When he texted me again on Tuesday to flag the article in The Independent about the 20th anniversary of Peter Cook’s death on 9th January, I decided that the occasion should be marked and proposed filming an interview.

It was my mate Russell, then a lanky Drama School graduate venturing onto the London fringe scene, who’d told me all about George back in 1999. How he’d made a pilgrimage to Peter Cook’s London home in Perrin’s Walk  with his comedy partner in crime Karl Theobald (one of the funniest people I’ve ever been in a room with). George had encountered them in the street then invited them inside where he played them some of the hundreds of hours of audio taped conversations he’d had with Peter in 1985. Russell and Karl have never been the same since.

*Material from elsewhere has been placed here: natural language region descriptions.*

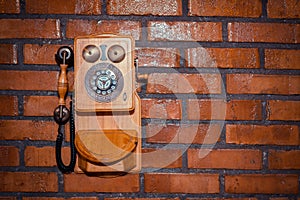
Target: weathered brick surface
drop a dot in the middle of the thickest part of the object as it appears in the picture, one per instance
(43, 156)
(161, 108)
(184, 83)
(220, 110)
(223, 79)
(28, 182)
(80, 27)
(27, 130)
(8, 54)
(161, 158)
(26, 28)
(83, 7)
(222, 58)
(60, 198)
(262, 134)
(8, 105)
(10, 7)
(158, 57)
(243, 8)
(224, 159)
(283, 110)
(31, 80)
(283, 9)
(9, 156)
(183, 133)
(262, 84)
(279, 159)
(83, 183)
(184, 31)
(263, 32)
(282, 59)
(40, 54)
(144, 7)
(181, 183)
(265, 184)
(39, 105)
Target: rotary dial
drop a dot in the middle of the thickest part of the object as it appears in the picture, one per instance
(91, 53)
(104, 82)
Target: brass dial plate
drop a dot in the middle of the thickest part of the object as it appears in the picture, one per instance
(104, 82)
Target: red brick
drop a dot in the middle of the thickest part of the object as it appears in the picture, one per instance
(279, 198)
(161, 108)
(283, 9)
(8, 198)
(40, 54)
(8, 105)
(263, 84)
(283, 110)
(280, 159)
(183, 133)
(83, 183)
(205, 109)
(9, 156)
(224, 158)
(181, 183)
(262, 183)
(27, 28)
(263, 32)
(221, 199)
(83, 7)
(44, 156)
(243, 8)
(175, 198)
(185, 31)
(40, 105)
(158, 57)
(88, 27)
(28, 80)
(10, 7)
(144, 7)
(28, 182)
(161, 158)
(27, 130)
(282, 59)
(8, 54)
(260, 134)
(222, 58)
(170, 83)
(31, 80)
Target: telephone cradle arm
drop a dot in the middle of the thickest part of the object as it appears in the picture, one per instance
(62, 114)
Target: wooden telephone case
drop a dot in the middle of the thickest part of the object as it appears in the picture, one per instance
(107, 107)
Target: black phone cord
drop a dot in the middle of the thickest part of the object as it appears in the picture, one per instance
(59, 140)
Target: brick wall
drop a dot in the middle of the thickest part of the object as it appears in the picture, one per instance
(238, 62)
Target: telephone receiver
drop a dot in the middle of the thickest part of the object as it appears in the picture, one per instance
(105, 110)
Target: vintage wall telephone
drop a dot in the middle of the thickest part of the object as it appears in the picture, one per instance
(105, 116)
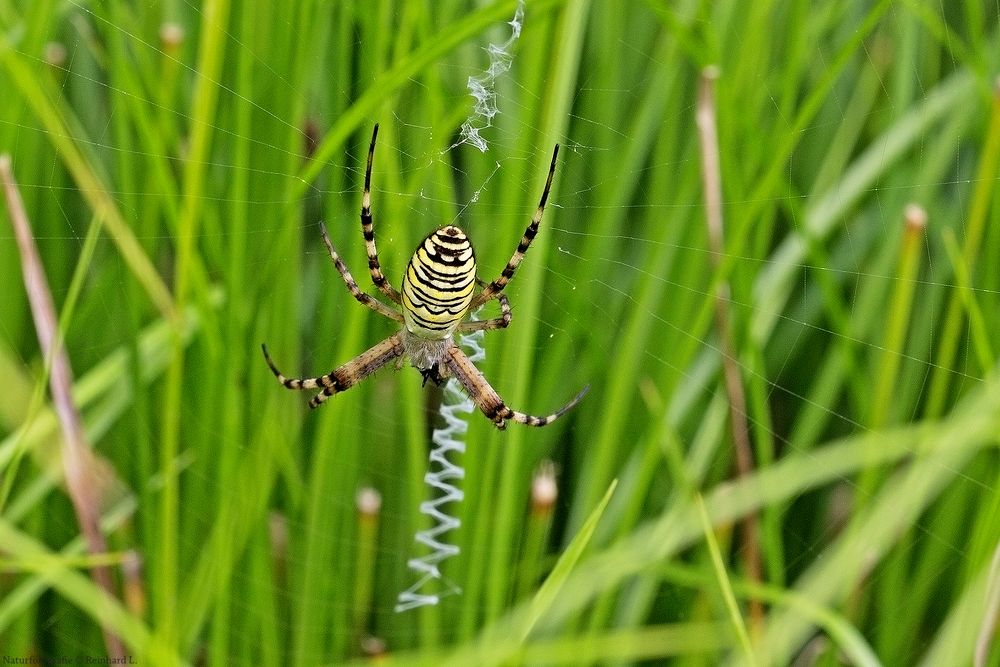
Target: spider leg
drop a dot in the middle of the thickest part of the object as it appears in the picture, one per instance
(488, 400)
(352, 285)
(368, 229)
(346, 376)
(489, 325)
(522, 247)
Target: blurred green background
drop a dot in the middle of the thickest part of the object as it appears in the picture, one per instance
(175, 159)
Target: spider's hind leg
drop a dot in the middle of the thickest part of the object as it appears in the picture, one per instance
(346, 376)
(489, 401)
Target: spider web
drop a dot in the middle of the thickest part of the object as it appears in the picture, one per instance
(615, 281)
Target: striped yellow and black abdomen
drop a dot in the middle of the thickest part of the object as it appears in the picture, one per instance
(438, 285)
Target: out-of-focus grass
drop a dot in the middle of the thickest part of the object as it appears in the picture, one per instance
(202, 165)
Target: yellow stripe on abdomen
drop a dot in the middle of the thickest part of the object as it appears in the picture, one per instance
(438, 285)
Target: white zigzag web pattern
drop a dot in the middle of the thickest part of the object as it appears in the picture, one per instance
(482, 87)
(455, 408)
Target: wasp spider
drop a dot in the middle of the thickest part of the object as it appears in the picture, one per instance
(438, 292)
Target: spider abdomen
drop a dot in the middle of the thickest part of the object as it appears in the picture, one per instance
(438, 284)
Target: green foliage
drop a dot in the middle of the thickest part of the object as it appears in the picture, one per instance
(175, 179)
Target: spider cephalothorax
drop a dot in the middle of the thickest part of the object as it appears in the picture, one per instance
(437, 294)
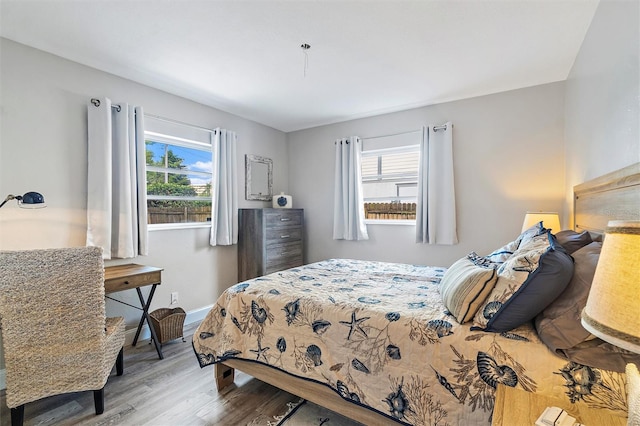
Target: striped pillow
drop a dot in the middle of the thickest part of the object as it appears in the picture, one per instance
(466, 284)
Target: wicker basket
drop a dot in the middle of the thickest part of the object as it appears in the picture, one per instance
(168, 323)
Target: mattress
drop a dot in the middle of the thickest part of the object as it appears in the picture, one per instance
(379, 335)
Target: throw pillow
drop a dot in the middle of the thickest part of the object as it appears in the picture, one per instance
(572, 241)
(466, 284)
(527, 283)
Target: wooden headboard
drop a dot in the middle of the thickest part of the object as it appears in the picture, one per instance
(614, 196)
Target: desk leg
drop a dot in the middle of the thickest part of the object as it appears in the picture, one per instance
(145, 316)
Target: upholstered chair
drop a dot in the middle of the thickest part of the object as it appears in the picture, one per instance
(55, 335)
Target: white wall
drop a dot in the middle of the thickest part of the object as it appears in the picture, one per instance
(43, 148)
(508, 155)
(603, 96)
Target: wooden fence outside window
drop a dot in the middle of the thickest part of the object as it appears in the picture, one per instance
(390, 211)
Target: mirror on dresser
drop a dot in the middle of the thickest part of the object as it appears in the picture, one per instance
(258, 178)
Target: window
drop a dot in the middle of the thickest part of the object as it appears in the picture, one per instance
(390, 177)
(179, 178)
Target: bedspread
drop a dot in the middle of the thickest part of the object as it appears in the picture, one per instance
(378, 334)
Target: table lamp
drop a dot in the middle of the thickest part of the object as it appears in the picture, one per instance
(550, 220)
(612, 312)
(30, 200)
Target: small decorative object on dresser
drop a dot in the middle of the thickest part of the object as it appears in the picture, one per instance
(282, 201)
(269, 240)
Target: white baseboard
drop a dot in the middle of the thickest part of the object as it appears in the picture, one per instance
(193, 318)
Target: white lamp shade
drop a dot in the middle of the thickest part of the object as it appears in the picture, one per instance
(550, 220)
(612, 311)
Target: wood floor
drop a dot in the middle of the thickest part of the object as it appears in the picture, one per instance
(172, 391)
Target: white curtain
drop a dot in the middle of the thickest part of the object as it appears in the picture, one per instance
(224, 208)
(348, 209)
(436, 209)
(116, 181)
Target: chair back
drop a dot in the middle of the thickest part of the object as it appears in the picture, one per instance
(52, 313)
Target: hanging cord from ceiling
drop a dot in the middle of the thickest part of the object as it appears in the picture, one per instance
(305, 48)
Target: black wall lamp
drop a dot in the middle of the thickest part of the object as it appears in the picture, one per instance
(30, 200)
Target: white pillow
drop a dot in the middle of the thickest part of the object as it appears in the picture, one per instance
(466, 284)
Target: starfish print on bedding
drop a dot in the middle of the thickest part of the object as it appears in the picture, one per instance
(260, 352)
(354, 325)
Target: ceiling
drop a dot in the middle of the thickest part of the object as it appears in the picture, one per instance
(366, 57)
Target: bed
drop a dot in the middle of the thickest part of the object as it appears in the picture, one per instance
(386, 343)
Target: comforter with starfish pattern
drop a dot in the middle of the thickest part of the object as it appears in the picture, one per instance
(378, 335)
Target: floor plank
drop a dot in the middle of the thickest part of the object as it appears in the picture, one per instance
(172, 391)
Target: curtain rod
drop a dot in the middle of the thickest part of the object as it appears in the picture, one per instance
(169, 120)
(435, 129)
(96, 103)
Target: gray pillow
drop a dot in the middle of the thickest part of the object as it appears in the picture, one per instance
(572, 241)
(559, 325)
(527, 283)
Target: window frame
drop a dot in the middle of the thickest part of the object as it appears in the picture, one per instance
(171, 140)
(398, 178)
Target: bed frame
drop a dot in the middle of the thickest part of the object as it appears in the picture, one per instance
(614, 196)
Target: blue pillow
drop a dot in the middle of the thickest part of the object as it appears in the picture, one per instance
(530, 280)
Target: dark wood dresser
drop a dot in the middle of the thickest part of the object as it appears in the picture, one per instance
(269, 240)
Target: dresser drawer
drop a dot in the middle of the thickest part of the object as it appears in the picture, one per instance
(283, 264)
(283, 217)
(283, 235)
(280, 253)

I’d interviewed George before, but he’d been more into pushing a film idea where Russell plays the Wizard of Wonders with George taking up the role of Apprentice Prophet. I was keen to hear about his father, Leopold Weiss, said to be the finest diamond cutter in Hatton Garden and also stories about the ‘real’ Peter Cook. But what I got instead was the tale of George’s lost years in Ireland and dealings with an exorcist in Chalk Farm referred to him by legendary psychiatrist RD Laing.

Finally with the anniversary of Cook’s death looming George was ready to open up on the final days – the dash to the Royal Free at Hampstead hours after Ian Dury‘s son was born (‘one in, one out’, my Nan would say). He had an agenda – the revival of Peter’s What Party with Russell taking on the role of President and leading the people of London into a glorious future. I sat and patiently listened to his plans for a peaceful take-over then read out the text message I’d just received from Russell telling me to make sure George played me some of his famous Cook audio recordings. He relented – but on the condition that I include it in the final cut of the video, ‘Of course I would’, I told him.

He spooled through the tape to these never-before-heard words from the comedy hero’s mouth. A great moment of comedic riffing? Some biting satire? A political diatribe? Revelations about his relationship with Dudley Moore? No. It was Peter Cook calling Robbie Coltrane a cunt. George’s eyes lit up and he laughed.

He texted me this morning to make sure I’d included the clip. I was unsure – what if Robbie Coltrane heard it and was hurt? Also was this the memory of Peter Cook we wanted to give people? ‘

Do you want that to be Peter’s message on this day?’ I replied.
‘One of them, yes definitely!’ he confirmed.

There was much that had to be left out – I got home at 5pm and crashed through the edit whilst still somehow attending to family duties. The rumours of top flight football match fixing, George was a serious gambler in the 1970s and played cards with Lord Lucan. There was also the Captain Kinky story that appeared in the Daily Star and George’s incarceration for selling LSD to a couple of undercover coppers, being labelled one of the king pins of the nascent Acid House scene. I’ll have to dig it all out some other time – once I’ve finished dealing with George’s torrents of texts.